OPINION12 December 2014

Twee, fake and disingenuous


Andrew Wiseman questions whether consumers are really fooled by brands on social media.

In an article entitled ‘Customer service is becoming more Kafkaesque by the day’ published in The Guardian in October, Oscar Rickett discussed how social media has been used – and misused – by brands to communicate with their customers. “Social media accounts, a spin-off of customer service, are used to whitewash reputations: that big oil company desecrating the Niger Delta? Oh they’re not so bad, they just tweeted a link to Grumpy Cat. This is the unbearably twee new world of customer service as branding exercise. It’s the world in which multinational corporations make pastry-related puns, have ‘conversations’ with each other online and then have those conversations breathlessly covered by BuzzFeed as if they were actual conversations and not just carefully managed branding exercises carried out by social media managers.”

This would be a scary, dark world if it were realised, but are consumers really fooled by the fanfare and fakery that can surround a brand’s social media presence? Not according to our research. We looked at how consumers use social media to communicate with brands, and in particular how they make use of it to complain.

Our hypothesis, based on numerous pieces of research in a variety of sectors, was that there is a type of consumer who uses social media primarily to complain about products and service-related issues. It would be true however to say our quest for what we called the Toxic Consumer was inspired more by Britney Spears than Franz Kafka.

According to the quant research, there are approximately a quarter of a million consumers who go out specifically to damage brands, and another quarter of a million we coined Ambulance Chasers who are out to profit from ‘complaint compensation’. Are these people fooled by brands on social media?
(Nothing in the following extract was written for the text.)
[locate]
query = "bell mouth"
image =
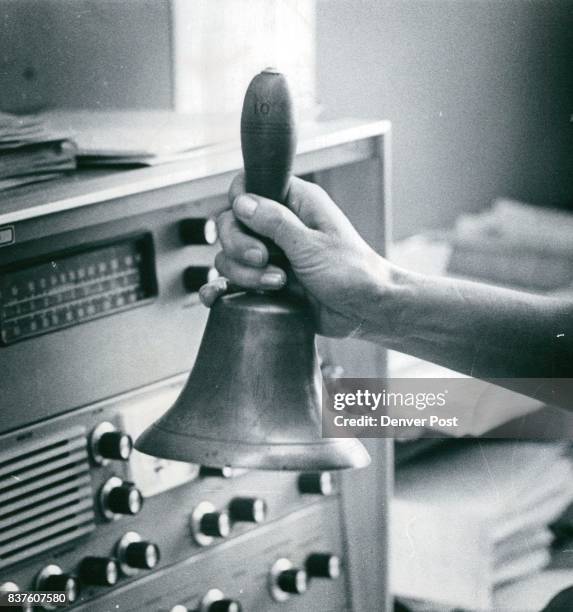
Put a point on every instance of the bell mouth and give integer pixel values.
(322, 454)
I’d say definitely not – they are in fact wise to the powerful amplifying effect of Twitter. They have learnt how to turn its ability to air their opinions and problems out in the open, directly in front of brands and their followers, to their own advantage.

One savvy community member told us: “When writing a negative review I try to post it in as public a place as possible e.g. Facebook or Twitter. Most companies are fearful of negative publicity. It seems that they are constantly monitoring these social networks for negativity and so you tend to get a faster response.” If anything, the people we spoke to were maximising social media as a route to circumvent the Kafkaesque labyrinthine complaints’ bureaucracy some brands disappear behind.

The problem for brands is that for real consumers – toxic or not – social media is about human conversations and relationships. And brands simply can’t handle this depth of relationship on Twitter, however much they may want to. It is the Tweet bots and automated scripted responses that are twee and fake. If brands can’t let real people manage their responses, they’d be better off investing their money elsewhere, and forgetting social media.

This seems particularly pertinent to market researchers. It’s our job to understand people, to interpret their behaviour and attitudes for our clients, to get up close and personal. Social media is perfect for this – and that is why so many research agencies now use online communities, facilitating illuminating one-on-one conversations. But just as it is for brands, so it is for researchers. We must be genuine. No to automated responses, a ban on Tweet bots, rip up the scripts. If we start having ‘fake’ conversations in research, those Toxic Consumers will quickly become Toxic Respondents. And they bite back.